もふもふになっちゃった私ののんびり生活
……ヴィクトルさん、本当に待っているんだろうか。あれから十日も経ったし、冷静になってまだ子供の私のことを諦めたかもしれないよね。
何故かドキドキするようななんともいえない気持ちで結界の境界の近くまで来ると、夜明け前の薄暗がりに大きな影が結界前にあるのが見えた。

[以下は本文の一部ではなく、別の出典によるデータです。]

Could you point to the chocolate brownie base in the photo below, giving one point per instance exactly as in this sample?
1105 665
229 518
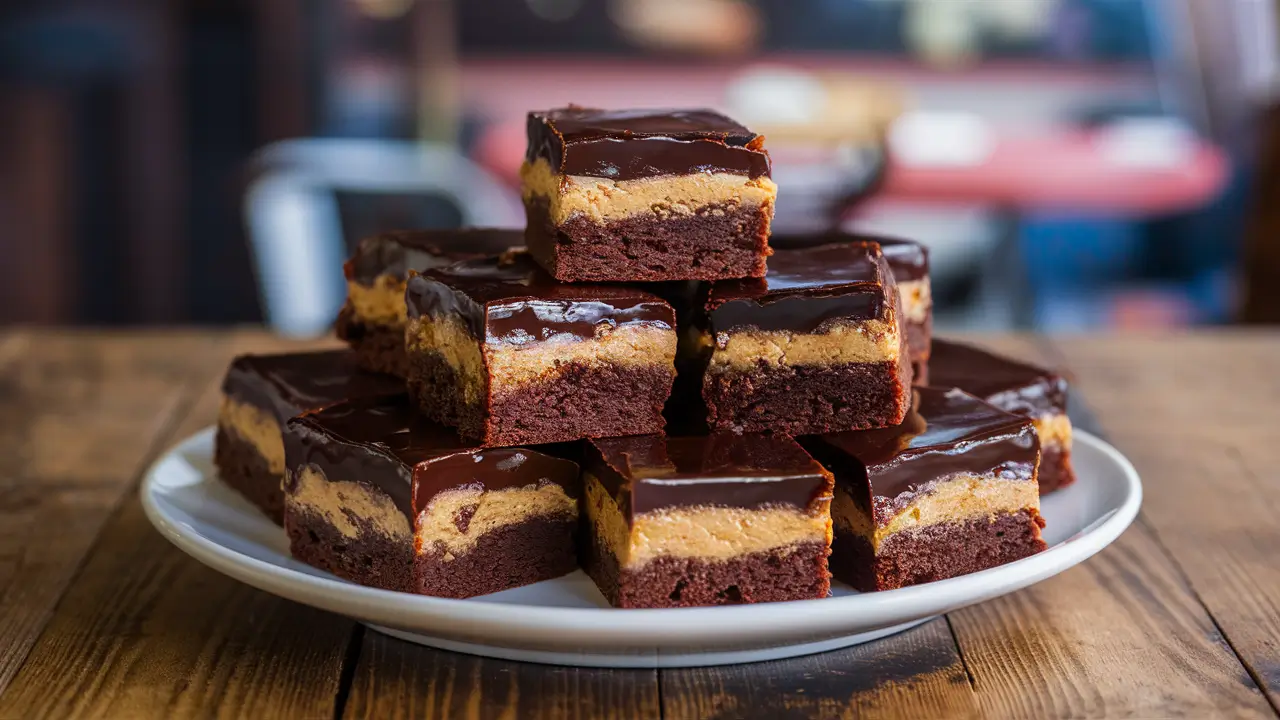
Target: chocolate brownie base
371 557
777 575
247 473
808 399
936 552
511 556
1055 470
379 349
581 401
716 242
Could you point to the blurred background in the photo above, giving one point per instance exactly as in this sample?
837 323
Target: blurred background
1072 164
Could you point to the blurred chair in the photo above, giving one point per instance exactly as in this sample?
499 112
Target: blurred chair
296 226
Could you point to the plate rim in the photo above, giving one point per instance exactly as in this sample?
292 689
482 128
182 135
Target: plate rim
643 628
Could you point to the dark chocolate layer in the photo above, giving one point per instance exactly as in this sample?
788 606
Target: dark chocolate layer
906 258
411 459
1006 383
725 469
644 144
297 382
512 300
946 433
400 251
807 290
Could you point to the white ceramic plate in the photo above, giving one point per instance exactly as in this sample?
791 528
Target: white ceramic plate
566 621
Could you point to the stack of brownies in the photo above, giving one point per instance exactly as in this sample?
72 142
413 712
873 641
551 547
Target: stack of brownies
639 384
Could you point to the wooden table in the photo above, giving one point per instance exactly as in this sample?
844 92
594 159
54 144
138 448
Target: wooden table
100 616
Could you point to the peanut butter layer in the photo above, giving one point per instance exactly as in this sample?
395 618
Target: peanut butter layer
629 346
256 427
917 300
954 500
343 502
699 532
456 520
871 341
603 200
1054 429
379 304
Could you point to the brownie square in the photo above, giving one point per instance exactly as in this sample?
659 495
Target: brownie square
645 195
947 492
1014 387
705 520
380 496
373 318
261 392
510 356
910 264
814 346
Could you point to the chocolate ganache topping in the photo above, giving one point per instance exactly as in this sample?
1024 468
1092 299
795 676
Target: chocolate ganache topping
400 251
644 144
808 290
723 469
511 300
387 445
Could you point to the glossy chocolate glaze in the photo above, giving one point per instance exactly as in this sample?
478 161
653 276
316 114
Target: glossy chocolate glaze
387 445
400 251
1006 383
648 473
946 433
644 144
512 300
808 290
906 258
298 382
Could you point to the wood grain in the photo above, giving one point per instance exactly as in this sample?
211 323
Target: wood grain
913 674
78 419
1119 636
400 679
150 632
1212 487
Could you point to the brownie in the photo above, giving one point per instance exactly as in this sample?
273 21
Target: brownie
910 264
645 195
373 318
383 497
950 491
261 392
510 356
814 346
720 519
1015 387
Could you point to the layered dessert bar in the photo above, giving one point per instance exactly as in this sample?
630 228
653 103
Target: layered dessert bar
814 346
647 195
261 392
947 492
910 264
510 356
373 318
1015 387
380 496
705 520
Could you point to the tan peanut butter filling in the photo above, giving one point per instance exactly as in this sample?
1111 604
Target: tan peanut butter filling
871 341
699 532
603 200
955 500
380 304
917 300
339 502
629 346
256 427
1054 431
443 527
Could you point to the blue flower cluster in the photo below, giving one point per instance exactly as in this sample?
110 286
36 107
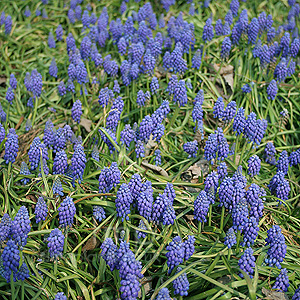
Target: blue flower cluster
277 247
247 262
66 212
41 210
55 243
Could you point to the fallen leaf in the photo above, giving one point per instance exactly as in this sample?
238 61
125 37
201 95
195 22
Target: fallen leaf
90 244
224 70
155 168
86 124
274 295
193 173
229 80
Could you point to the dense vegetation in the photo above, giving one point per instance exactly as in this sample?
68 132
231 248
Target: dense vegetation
149 150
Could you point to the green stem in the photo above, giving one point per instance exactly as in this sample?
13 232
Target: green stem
35 110
219 71
236 148
86 103
199 227
7 117
238 242
12 286
210 215
222 218
22 291
229 253
173 118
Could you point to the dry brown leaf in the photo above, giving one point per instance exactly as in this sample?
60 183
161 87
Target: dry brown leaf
224 70
193 173
155 168
86 124
90 244
273 295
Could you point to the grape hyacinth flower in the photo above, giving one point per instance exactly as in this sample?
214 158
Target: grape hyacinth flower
139 149
181 284
37 151
99 213
157 157
191 148
180 93
222 171
239 121
36 83
159 207
123 202
10 95
20 226
234 7
154 85
27 12
55 243
277 251
13 81
175 253
60 163
250 232
254 164
22 274
226 193
283 162
247 263
61 89
59 33
201 207
269 154
246 88
168 216
10 259
57 187
196 60
53 68
229 112
66 212
41 210
294 158
240 215
218 110
225 48
282 281
164 293
76 111
272 89
141 234
296 296
230 238
24 171
60 296
51 40
208 31
189 247
8 25
253 30
143 197
5 228
127 135
78 162
255 196
145 128
108 253
210 149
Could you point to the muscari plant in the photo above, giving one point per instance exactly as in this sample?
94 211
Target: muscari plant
118 95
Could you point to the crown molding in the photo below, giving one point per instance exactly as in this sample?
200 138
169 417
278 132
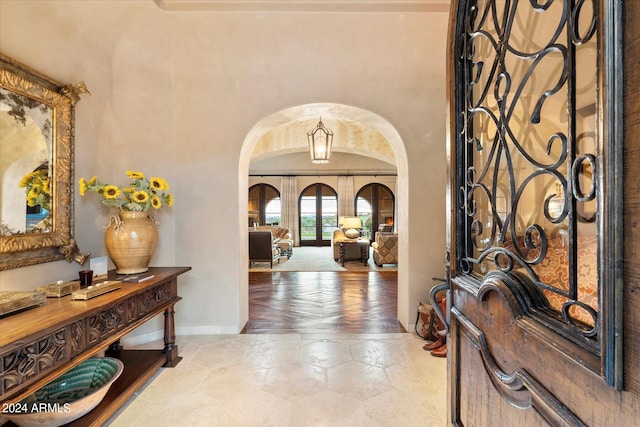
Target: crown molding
304 5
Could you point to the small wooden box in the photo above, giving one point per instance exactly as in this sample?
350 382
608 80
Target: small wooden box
11 301
98 289
59 289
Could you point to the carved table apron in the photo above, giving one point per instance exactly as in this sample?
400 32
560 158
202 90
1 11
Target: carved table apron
39 344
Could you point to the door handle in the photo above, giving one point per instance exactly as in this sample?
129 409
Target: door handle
432 298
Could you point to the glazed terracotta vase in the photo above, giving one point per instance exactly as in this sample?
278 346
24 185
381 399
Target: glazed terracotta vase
130 238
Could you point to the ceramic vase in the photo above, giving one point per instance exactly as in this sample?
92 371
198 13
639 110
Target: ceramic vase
131 238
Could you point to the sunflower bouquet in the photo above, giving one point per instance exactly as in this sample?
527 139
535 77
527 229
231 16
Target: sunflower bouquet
37 187
139 195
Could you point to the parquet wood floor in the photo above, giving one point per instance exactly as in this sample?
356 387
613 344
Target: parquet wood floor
322 302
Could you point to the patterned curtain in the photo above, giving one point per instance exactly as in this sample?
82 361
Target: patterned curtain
346 196
289 206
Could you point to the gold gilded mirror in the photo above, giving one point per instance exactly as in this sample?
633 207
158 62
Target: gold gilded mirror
36 167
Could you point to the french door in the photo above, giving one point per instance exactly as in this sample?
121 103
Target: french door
318 207
375 206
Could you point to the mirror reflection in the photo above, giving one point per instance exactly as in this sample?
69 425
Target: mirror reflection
26 147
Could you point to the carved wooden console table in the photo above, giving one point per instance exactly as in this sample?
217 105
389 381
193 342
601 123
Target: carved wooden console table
39 344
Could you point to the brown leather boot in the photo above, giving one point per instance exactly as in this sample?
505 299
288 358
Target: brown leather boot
436 344
440 351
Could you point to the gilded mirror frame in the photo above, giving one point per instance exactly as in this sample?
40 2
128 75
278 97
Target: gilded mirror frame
23 249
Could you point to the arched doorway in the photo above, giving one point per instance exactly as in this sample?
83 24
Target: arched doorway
318 207
391 148
264 205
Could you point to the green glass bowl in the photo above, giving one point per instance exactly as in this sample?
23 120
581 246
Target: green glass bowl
69 396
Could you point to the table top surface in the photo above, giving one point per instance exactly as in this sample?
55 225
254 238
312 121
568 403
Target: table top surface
56 311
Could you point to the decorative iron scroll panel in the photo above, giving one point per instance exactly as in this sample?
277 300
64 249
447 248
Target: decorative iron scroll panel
528 181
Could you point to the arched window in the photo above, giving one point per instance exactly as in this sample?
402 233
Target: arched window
264 205
375 205
318 215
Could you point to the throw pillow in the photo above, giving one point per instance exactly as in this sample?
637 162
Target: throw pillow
352 233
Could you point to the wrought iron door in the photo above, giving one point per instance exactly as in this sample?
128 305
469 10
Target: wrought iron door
535 200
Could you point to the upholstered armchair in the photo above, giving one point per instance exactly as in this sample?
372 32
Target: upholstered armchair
349 231
261 247
283 236
385 248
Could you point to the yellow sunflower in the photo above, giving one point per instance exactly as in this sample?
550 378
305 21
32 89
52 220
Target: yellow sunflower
46 186
158 184
156 202
82 186
140 196
111 192
135 175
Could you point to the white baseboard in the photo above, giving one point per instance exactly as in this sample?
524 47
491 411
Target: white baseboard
145 338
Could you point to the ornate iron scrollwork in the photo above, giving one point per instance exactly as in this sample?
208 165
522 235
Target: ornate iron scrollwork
526 173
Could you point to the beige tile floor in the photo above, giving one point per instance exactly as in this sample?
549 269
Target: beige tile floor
296 380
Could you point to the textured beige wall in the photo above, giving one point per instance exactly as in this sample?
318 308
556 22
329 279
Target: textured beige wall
176 94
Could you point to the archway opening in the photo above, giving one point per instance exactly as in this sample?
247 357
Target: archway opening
367 134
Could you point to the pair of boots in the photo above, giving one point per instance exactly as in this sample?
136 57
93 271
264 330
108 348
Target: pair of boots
438 348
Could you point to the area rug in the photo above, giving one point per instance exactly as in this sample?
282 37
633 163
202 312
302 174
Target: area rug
318 259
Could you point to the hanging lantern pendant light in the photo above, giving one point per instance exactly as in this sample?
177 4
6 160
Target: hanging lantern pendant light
320 140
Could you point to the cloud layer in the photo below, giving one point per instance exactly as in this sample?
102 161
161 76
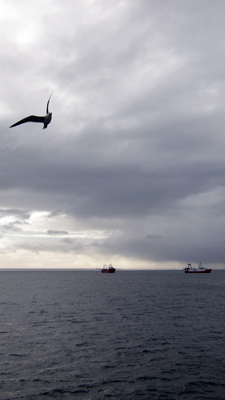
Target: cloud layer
131 169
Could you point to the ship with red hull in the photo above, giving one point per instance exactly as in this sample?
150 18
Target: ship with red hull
108 270
192 270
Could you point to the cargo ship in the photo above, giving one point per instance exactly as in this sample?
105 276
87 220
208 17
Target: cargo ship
200 269
108 270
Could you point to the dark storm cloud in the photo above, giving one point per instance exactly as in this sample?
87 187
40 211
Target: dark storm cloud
136 143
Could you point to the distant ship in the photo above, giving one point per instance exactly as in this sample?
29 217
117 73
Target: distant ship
200 269
108 270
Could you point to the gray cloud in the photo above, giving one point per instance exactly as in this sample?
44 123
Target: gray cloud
133 160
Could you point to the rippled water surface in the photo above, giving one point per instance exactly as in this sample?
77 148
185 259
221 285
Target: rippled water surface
129 335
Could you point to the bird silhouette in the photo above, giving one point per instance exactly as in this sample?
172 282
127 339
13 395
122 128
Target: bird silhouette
33 118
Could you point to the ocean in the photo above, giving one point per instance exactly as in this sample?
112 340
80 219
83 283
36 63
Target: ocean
129 335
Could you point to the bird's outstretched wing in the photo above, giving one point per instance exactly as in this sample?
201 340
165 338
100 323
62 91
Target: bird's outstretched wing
31 118
48 103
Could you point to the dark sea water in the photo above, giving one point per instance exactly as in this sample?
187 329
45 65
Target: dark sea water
128 335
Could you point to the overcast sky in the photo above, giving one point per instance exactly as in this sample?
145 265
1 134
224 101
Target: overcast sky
131 170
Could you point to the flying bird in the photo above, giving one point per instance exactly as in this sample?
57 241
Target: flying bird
33 118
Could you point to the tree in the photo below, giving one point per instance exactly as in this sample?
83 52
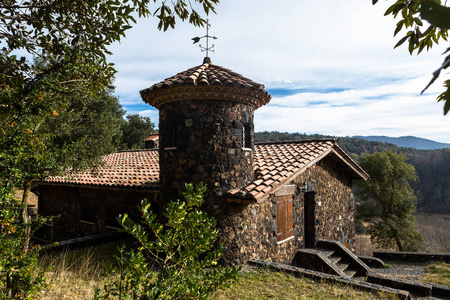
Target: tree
388 202
182 253
411 14
53 51
134 130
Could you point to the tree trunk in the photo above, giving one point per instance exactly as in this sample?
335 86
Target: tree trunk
24 215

一瞬止まり掛けた足をスピードを緩めながら進めると、向こうも私に気づいたようで。
「良かった、ちゃんと来てくれた。おはよう、ルリィ!」
『お、おはようございます、ヴィクトルさん』
満面の笑みに引きながらも、こわごわと結界から出ると、すぐにしゃがみ込んだヴィクトルさんに話し掛けられた。
「今日は俺が護衛するから、人化した姿でも大丈夫だがどうする?」
ああ、そうか。今日は魔物から逃げる必要はないんだっけ。でも、私は人化した姿だと、風を纏って走るのも遅いんだよね……。
人の姿だとバランスをとるのが難しくて今でも満足には走れない、というだけなのだが。
『今日も日帰り予定なので、このまま行きます。人の姿よりもこの姿で走った方が速度が出るので。あの、ヴィクトルさんは人の姿のままでも大丈夫ですか?』
空を全力で駆けると、恐らく時速六十キロくらいは出ていると思う。
それでも森を抜けるのに三時間以上もかかるのだから、どれだけこの森が広いか分かろうものだ。
「ああ、大丈夫だ。本性に戻ると、この辺りの魔物が騒ぐだろうから、俺はこのまま走ろう。でも……今日も日帰りなのか」
そう残念そうに言うヴィクトルさんは、獣耳ではないのに耳がしゅーんと垂れる様が見えるようだった。
『日帰りです!今のところ街に泊まる予定はありません。そういえばヴィクトルさんは人化すると耳と尻尾が出ないんですね』
セフィーに言い聞かせられた通り、自分の言い分はしっかりと言ってから、ふと気が付いた。
最初にヴィクトルさんが魔獣だと全く気付かなかったのは、かなり動揺していたのもあるが外見が完全に人の物だったからもあるのだ。
まあ、私がただ単に耳も尻尾も消せない未熟者なだけなのかもしれないけど。
うっと自分の思考にダメージを受けたが、でも、私は魔獣のことを本当に何も知らないのだな、と実感する。
これがセフィーがしぶしぶながらヴィクトルさんの護衛を認めた理由なのだろう。
「ああ、人化に慣れるとどちらの姿にもなれるぞ。ホラ、耳と尻尾も出せる」
そう言って後ろを向くと、目の前に極太な尻尾が出現した。
その尻尾は十日前に見た獣姿の尻尾と同じく、猫科としては長めの毛でしっとりと艶やかな質感を持ち、先端にふっさふさの金の毛があった。
ふおおっ!!尻尾、触ったら気持ちよさそうなもっふもふな尻尾がっ!!
ついふらふらと手を出しそうになったが、セフィーの黒い笑顔がすぐに頭に浮かび、ブンブンと頭を振ってしっかりと意識を保つことに成功した。